Denise destaca ainda a importância do caráter participativo da formação. “A facilitação é a costura de um tecido que alinhava, por meio do diálogo e reflexões críticas, trabalhadores e trabalhadoras, equipes de saúde, movimentos sociais, usuários, gestores, em uma produção de conhecimento que se apresenta como produções cartográficas, de uma profundidade e beleza capazes de mobilizar transformações importantes para o cuidado em saúde”, analisa. A facilitadora coordenou três encontros em Pinheiro e deverá realizar mais duas formações, sendo que o último encontro acontecerá no encontro acontecerá no município de Pinheiro (MA). “Saímos todos, facilitadores, apoiadores, articuladores, coordenadores e trabalhadores, fortalecidos e motivados a seguir construindo aprendizados que serão disparadores para o fortalecimento do cuidado em saúde dessas populações”, resume.
Puxirum
Aluna do curso, Taiza de Jesus Sarges Garcias afirma que a construção do mapa social do território foi uma experiência com resultados satisfatórios. “Nos divertimos, aprendemos e nos aprimoramos, tanto pessoalmente como profissionalmente. Uma experiência ímpar, proporcionada pelo curso Começo Meio Começo. Por ser algo corriqueiro e comum para nós, às vezes não nos damos conta da magnitude e riqueza que possuímos”, disse ela, exemplificando a importância de conhecer personagens interessantes dentro do trabalho do puxirum (mutirão) da trilha 1. Alguns nos deram a honra de participar no dia do puxirum conosco e outros, por conta da logística, fomos ao encontro nas suas respectivas moradias, coletar os seus relatos, diz ela, citando personagens como o agricultor Celso Nunes, morador do Povoado Pampilhosa, exemplo de superação após ter sofrido um AVC.

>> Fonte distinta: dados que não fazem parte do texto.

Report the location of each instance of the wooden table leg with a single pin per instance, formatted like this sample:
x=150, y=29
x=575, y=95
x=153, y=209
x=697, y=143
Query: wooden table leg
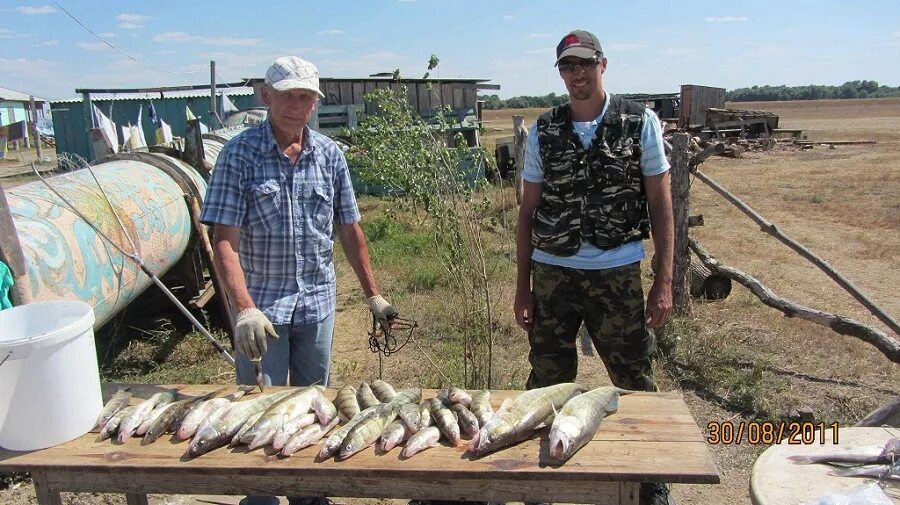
x=45, y=494
x=136, y=499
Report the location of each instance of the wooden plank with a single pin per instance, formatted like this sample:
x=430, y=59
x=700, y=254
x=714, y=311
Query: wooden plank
x=346, y=93
x=358, y=91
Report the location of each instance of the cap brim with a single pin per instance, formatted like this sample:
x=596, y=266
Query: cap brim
x=585, y=53
x=287, y=84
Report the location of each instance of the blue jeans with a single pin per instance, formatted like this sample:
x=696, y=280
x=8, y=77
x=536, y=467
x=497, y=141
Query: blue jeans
x=304, y=350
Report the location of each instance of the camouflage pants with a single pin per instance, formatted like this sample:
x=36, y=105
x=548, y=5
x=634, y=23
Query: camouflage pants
x=610, y=302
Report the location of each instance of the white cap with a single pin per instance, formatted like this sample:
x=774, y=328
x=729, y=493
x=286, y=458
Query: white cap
x=291, y=72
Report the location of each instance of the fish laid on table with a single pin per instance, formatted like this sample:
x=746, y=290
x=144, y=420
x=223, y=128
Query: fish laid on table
x=263, y=431
x=366, y=432
x=307, y=437
x=222, y=430
x=519, y=417
x=324, y=409
x=119, y=401
x=172, y=416
x=346, y=403
x=468, y=423
x=394, y=434
x=862, y=455
x=453, y=394
x=481, y=406
x=139, y=413
x=383, y=391
x=882, y=472
x=207, y=411
x=332, y=444
x=290, y=427
x=111, y=426
x=366, y=397
x=445, y=420
x=578, y=420
x=421, y=440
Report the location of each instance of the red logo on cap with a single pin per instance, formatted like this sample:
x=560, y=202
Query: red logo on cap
x=570, y=40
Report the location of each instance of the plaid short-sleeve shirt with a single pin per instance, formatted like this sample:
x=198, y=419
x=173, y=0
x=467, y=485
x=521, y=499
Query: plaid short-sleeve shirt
x=286, y=214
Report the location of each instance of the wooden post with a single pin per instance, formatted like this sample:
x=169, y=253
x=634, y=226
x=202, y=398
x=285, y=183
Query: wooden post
x=681, y=186
x=37, y=136
x=521, y=134
x=213, y=113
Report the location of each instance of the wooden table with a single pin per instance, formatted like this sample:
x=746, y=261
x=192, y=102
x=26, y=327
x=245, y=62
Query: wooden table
x=775, y=480
x=652, y=438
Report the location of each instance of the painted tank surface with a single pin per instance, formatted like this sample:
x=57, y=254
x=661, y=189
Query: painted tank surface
x=66, y=259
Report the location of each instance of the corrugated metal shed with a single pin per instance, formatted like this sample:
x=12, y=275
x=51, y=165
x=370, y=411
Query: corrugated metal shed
x=70, y=118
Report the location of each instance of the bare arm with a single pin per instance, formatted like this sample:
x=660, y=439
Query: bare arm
x=662, y=229
x=353, y=242
x=524, y=303
x=225, y=242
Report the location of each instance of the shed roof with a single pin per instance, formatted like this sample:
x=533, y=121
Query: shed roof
x=12, y=95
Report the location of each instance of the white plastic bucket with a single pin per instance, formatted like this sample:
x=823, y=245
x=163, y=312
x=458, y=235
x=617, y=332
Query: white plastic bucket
x=49, y=380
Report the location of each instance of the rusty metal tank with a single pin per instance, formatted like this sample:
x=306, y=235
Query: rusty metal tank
x=67, y=259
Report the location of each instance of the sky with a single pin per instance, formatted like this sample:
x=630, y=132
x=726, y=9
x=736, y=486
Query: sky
x=651, y=46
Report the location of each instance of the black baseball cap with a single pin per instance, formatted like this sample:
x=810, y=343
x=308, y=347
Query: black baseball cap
x=580, y=44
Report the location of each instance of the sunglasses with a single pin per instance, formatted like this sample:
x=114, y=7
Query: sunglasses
x=571, y=68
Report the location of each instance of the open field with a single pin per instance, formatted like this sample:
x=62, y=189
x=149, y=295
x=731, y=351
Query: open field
x=734, y=360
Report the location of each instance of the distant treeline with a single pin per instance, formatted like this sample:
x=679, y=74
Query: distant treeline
x=850, y=89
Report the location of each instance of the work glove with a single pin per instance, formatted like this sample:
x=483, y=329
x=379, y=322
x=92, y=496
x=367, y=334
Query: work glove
x=250, y=332
x=381, y=309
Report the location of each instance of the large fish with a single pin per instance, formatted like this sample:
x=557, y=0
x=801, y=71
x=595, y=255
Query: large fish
x=864, y=455
x=521, y=416
x=119, y=401
x=421, y=440
x=578, y=420
x=141, y=411
x=222, y=430
x=481, y=406
x=346, y=402
x=207, y=410
x=367, y=432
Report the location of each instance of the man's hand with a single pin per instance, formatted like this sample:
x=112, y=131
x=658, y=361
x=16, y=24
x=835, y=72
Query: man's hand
x=250, y=332
x=524, y=309
x=381, y=309
x=659, y=303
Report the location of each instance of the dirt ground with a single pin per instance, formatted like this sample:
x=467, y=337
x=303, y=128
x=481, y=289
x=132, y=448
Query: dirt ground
x=843, y=203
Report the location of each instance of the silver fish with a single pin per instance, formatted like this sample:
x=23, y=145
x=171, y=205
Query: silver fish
x=421, y=440
x=206, y=409
x=366, y=397
x=120, y=399
x=468, y=423
x=445, y=420
x=394, y=434
x=346, y=403
x=221, y=431
x=383, y=391
x=367, y=432
x=578, y=420
x=481, y=406
x=111, y=426
x=139, y=413
x=453, y=394
x=522, y=415
x=307, y=436
x=863, y=455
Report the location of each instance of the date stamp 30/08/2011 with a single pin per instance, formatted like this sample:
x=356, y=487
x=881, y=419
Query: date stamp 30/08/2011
x=771, y=432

“Ainda no Povoado de Pampilhosa, visitamos o engenho de cana de açúcar, que ainda guarda resquícios da colonização portuguesa, onde o presidente da comunidade Júlio Moreira nos explicou o passo a passo para a fabricação da cachaça de cana de açúcar, muito apreciada e conhecida na região”, relata Taiza. No Povoado Maranhão Novo, ela conta que tiveram contato com o curandeiro Justino dos Santos e a parteira Maria do Socorro, que nos contaram relatos acerca dos seus ofícios.
No povoado Vitória dos Braga, foram coletados relatos de moradores que atuam na atividade de pesca artesanal e extração do coco babaçu. “Um povo batalhador que traz consigo as marcas de uma vida simples e difícil, mas que também carregam o orgulho do seu passado e da sua cultura e isso transparece em cada palavra”, frisou a participante.